In February 1793, Hagerstein deserted Daedalus in Tahiti, and is on record as having 'gone native', eventually learning the Tahitian language, marrying a local woman and settling down. He is described in various sources as having made his living initially as a beachcomber.

Thanks to his language skills and understanding of western culture, Hagerstein found a role as translator/interpreter and influential advisor to Kings Pōmare I and Pōmare II, mediating and assisting the Kings in dealing with traders, missionaries and other visitors.

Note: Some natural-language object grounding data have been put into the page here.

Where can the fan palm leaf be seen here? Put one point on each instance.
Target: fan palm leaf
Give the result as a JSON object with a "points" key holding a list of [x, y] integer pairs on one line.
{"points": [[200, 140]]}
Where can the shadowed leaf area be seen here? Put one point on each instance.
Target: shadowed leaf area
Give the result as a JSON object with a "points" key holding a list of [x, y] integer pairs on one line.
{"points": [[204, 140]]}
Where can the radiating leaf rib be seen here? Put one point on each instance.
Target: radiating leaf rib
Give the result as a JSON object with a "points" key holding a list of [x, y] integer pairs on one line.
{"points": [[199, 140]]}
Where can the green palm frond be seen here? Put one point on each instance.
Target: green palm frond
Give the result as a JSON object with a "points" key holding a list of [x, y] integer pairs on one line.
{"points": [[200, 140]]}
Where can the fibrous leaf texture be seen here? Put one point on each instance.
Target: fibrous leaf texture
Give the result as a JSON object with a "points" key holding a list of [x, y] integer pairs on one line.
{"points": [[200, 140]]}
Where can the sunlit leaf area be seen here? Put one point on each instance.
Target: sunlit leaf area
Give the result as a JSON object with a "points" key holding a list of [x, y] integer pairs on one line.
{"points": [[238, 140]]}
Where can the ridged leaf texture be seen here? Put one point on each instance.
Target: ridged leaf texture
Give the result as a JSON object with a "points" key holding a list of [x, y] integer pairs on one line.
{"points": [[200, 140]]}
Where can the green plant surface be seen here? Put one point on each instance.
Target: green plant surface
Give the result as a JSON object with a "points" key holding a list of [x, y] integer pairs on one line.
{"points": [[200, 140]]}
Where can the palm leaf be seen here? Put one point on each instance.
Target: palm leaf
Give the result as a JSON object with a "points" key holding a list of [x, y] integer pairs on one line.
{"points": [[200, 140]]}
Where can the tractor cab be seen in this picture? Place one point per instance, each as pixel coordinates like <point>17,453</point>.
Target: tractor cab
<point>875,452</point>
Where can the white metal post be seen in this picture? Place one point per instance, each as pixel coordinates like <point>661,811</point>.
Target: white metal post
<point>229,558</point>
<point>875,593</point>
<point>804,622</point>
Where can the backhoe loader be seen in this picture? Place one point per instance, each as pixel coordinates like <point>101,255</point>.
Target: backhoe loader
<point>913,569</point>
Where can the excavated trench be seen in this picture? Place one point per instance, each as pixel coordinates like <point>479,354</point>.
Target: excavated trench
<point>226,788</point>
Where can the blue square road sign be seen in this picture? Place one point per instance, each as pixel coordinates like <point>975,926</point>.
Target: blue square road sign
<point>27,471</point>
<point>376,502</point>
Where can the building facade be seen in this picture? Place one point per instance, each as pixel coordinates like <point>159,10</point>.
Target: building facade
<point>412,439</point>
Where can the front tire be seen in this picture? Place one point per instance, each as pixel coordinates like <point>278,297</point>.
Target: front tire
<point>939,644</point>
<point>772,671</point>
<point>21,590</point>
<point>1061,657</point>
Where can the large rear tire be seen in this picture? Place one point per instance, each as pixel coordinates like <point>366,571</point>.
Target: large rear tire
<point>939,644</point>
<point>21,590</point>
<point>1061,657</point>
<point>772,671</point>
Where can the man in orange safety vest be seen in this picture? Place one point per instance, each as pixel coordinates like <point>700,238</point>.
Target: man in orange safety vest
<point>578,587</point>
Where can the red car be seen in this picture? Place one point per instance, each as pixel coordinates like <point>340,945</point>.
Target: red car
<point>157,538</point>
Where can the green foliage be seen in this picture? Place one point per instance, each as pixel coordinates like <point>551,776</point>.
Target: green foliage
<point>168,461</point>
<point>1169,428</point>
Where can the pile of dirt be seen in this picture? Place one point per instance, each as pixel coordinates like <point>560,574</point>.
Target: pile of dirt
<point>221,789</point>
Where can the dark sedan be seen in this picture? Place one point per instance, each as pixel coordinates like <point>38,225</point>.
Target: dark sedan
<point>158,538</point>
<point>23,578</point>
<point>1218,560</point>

He is portrayed in a central position in the painting The Cession of the District of Matavai in the Island of Otaheite to Captain James Wilson for the use of the Missionaries Sent Thither by that Society in the Ship Duff, by Robert Smirke, commemorating a land grant for the building of a mission in Tahiti.

His knowledge of firearms led to Hagerstein also becoming involved in the King's military, and he was eventually promoted to the position of chief warrior.

Later on Hagerstein appears to have fallen out of favour with King Pōmare II, to the extent where he considered switching his allegiance to a rival chief. He nevertheless remained associated with the King.

He had at least one child of his own with a local woman, and looked after two other children.

Peter Hagerstein died in Tahiti in 1810, possibly from complications arising from elephantiasis, which had afflicted him for long.